Ideas are dangerous of course, but they’re also some of the best most addictive things around. When I get one of my very own and follow it to some exquisite end, words like epiphany rattle about my brain like dry beans in a bottle. I become enamored of the sound.
When I express my idea or research it, invariably I am given to pause the rattling. Differences of experience, suggestions to re-evaluate, and worst, the diminishing of my idea, hurt. Sometimes the hurt is for the best and for learning, but very often it is for the loss of ego.
I ask myself, do I become territorial and howl at my perceived detractors (usually some author long since passed or of whom I have little knowledge) or do I shrug off the internal smack talk and get back to work? The temptation to listen to every voice I create or acknowledge that tells me I am wrong is often stronger than the need to feed my own spirit. And that is a sad state of affairs as far as self worth goes. Self loathing does quite well with it though.
Actively fighting to heal from a brutal cycle of self loathing has given me the need to create several tools to identify and counteract those very strong urges that detract from my personal spiritual growth and happiness.
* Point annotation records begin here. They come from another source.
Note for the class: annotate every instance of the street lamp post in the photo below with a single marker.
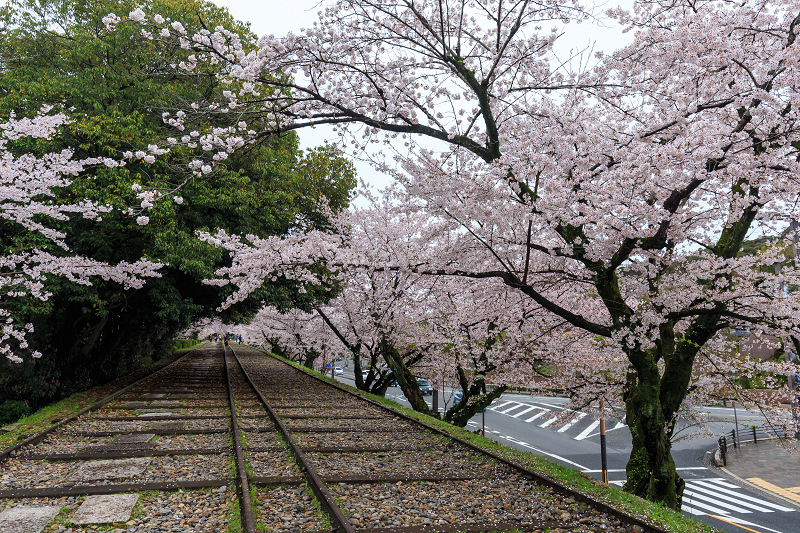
(603, 459)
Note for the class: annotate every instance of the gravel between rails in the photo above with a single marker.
(287, 509)
(355, 412)
(272, 464)
(199, 511)
(97, 426)
(21, 473)
(443, 503)
(266, 439)
(349, 424)
(174, 412)
(496, 495)
(371, 439)
(409, 463)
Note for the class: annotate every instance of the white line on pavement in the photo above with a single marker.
(530, 408)
(571, 422)
(537, 415)
(585, 433)
(537, 450)
(548, 422)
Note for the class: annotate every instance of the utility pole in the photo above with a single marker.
(603, 461)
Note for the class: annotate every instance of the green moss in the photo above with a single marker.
(38, 421)
(613, 496)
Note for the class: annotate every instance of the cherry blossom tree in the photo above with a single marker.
(627, 188)
(28, 184)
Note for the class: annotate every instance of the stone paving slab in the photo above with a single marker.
(133, 438)
(105, 509)
(22, 519)
(111, 469)
(173, 425)
(153, 412)
(134, 405)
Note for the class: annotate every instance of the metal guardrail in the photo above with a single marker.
(748, 434)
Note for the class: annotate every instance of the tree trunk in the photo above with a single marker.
(473, 400)
(650, 471)
(406, 380)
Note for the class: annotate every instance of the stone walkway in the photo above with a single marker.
(769, 465)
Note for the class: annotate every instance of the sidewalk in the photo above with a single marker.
(770, 466)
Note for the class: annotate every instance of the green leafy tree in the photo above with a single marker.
(58, 53)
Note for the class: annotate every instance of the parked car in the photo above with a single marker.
(424, 387)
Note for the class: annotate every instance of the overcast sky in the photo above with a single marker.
(279, 17)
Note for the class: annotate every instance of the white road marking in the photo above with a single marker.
(714, 484)
(530, 408)
(537, 415)
(585, 433)
(549, 421)
(571, 422)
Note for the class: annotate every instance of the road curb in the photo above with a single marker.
(762, 490)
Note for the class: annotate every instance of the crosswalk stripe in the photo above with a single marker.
(529, 409)
(585, 433)
(571, 422)
(728, 492)
(692, 508)
(697, 489)
(501, 404)
(537, 415)
(690, 498)
(549, 421)
(507, 410)
(718, 498)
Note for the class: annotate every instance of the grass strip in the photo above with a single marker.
(39, 420)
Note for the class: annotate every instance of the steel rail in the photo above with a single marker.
(121, 454)
(340, 521)
(242, 485)
(82, 490)
(38, 437)
(535, 476)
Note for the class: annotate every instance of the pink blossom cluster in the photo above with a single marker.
(605, 205)
(27, 186)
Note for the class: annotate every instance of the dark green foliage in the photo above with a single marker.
(13, 410)
(58, 53)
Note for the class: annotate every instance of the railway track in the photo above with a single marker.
(242, 440)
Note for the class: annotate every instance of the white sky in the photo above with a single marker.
(279, 17)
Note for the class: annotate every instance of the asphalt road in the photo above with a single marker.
(544, 426)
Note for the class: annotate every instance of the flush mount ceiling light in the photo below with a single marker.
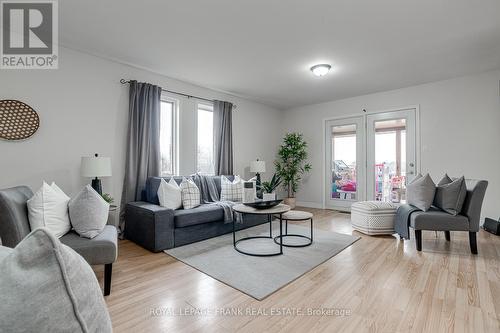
(321, 69)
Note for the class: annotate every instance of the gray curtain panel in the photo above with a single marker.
(143, 157)
(223, 138)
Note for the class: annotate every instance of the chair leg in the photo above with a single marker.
(473, 242)
(108, 269)
(418, 239)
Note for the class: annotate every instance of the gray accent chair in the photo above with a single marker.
(468, 219)
(14, 226)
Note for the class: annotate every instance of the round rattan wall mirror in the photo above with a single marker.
(18, 121)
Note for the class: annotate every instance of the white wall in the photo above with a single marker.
(84, 109)
(459, 123)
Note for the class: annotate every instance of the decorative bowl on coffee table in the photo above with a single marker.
(261, 204)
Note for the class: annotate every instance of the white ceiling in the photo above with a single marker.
(262, 49)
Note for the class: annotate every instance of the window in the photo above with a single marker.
(167, 137)
(205, 156)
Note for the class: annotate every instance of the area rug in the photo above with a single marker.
(259, 277)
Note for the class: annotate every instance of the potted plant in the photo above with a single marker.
(269, 187)
(291, 164)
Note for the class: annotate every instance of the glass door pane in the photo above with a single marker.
(390, 173)
(391, 154)
(343, 164)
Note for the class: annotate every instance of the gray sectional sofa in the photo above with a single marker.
(157, 228)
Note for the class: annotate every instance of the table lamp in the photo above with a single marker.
(95, 167)
(258, 167)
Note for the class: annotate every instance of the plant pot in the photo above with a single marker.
(269, 196)
(290, 202)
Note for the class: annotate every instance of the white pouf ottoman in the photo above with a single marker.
(373, 217)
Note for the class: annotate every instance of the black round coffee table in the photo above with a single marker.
(295, 215)
(276, 210)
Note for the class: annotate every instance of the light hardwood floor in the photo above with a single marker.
(385, 284)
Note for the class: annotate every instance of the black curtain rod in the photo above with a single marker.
(123, 81)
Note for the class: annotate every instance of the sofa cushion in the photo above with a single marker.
(150, 193)
(48, 287)
(199, 215)
(190, 194)
(450, 194)
(99, 250)
(88, 212)
(48, 208)
(436, 219)
(14, 225)
(231, 190)
(170, 194)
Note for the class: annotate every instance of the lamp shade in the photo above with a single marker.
(96, 166)
(258, 166)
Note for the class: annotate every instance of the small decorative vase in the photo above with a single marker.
(269, 196)
(290, 202)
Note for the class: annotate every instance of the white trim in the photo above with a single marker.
(203, 106)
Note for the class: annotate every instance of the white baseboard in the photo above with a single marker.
(309, 204)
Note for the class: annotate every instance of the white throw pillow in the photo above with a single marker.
(170, 194)
(420, 192)
(190, 194)
(49, 208)
(89, 212)
(231, 190)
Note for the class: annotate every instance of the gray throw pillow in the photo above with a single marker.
(48, 287)
(420, 192)
(450, 194)
(88, 212)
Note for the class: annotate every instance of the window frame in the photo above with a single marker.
(175, 130)
(204, 106)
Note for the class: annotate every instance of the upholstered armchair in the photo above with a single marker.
(467, 220)
(14, 226)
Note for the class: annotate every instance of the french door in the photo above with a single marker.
(345, 156)
(370, 157)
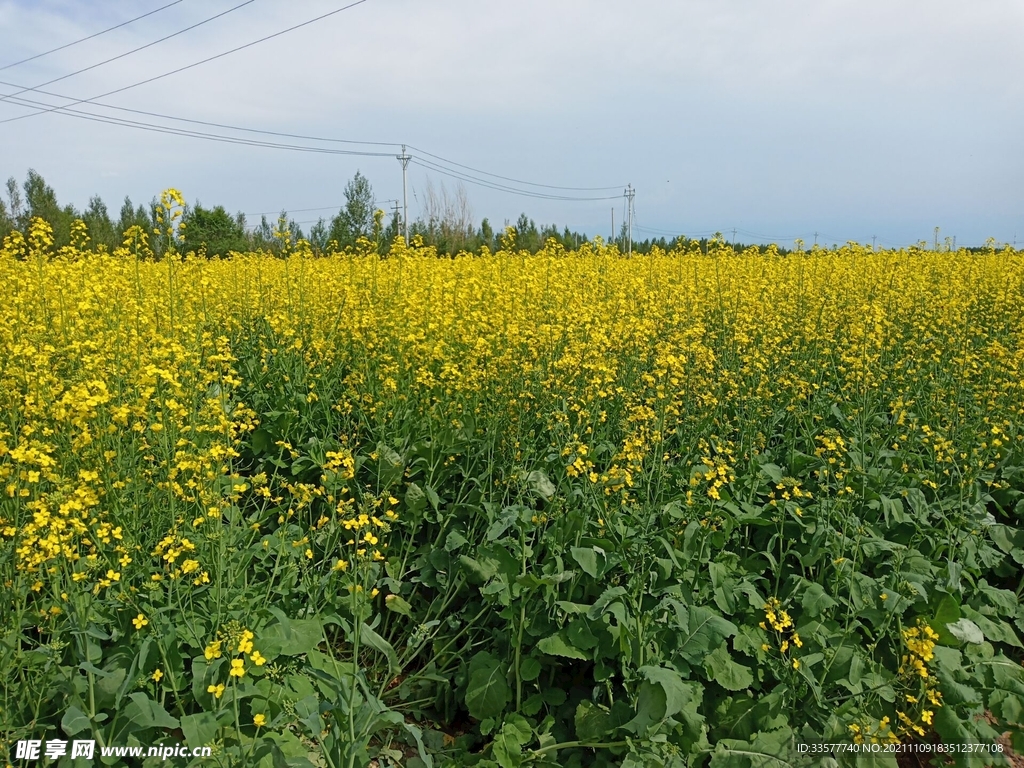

Listening for the shrill emotional caterwauling became part of a practice to identify when I was more invested in my ego than in my learning and in my own happiness. It became an almost welcome reminder to regain connection to my own spirit.
Sometimes to do this I visualize a whirling around myself in which every insipid effort to drag me into an old habitual misery flies. I become the eye of the storm. I do not retreat, but venture inside to the core of myself where Epiphany and Peace have tea and excellent cakes. One by one I silence the smack talk and subtle denigrations by starving them of attention. That attention goes to better thoughts, better growth and creativity. The eye of the storm grows wider and wider until the caterwauling stops entirely.
Often after such practice, the need to create emerges and I’m off on a project and don’t even remember the internal strife or territorial behaviors around ideas. When I finally get back to my own original experiences, I am much more open, even eager, to allow differences entry to influence and honest consideration.
The process has been very useful in any arena of my life in which I take an active interest (which is all of them so far as I can tell).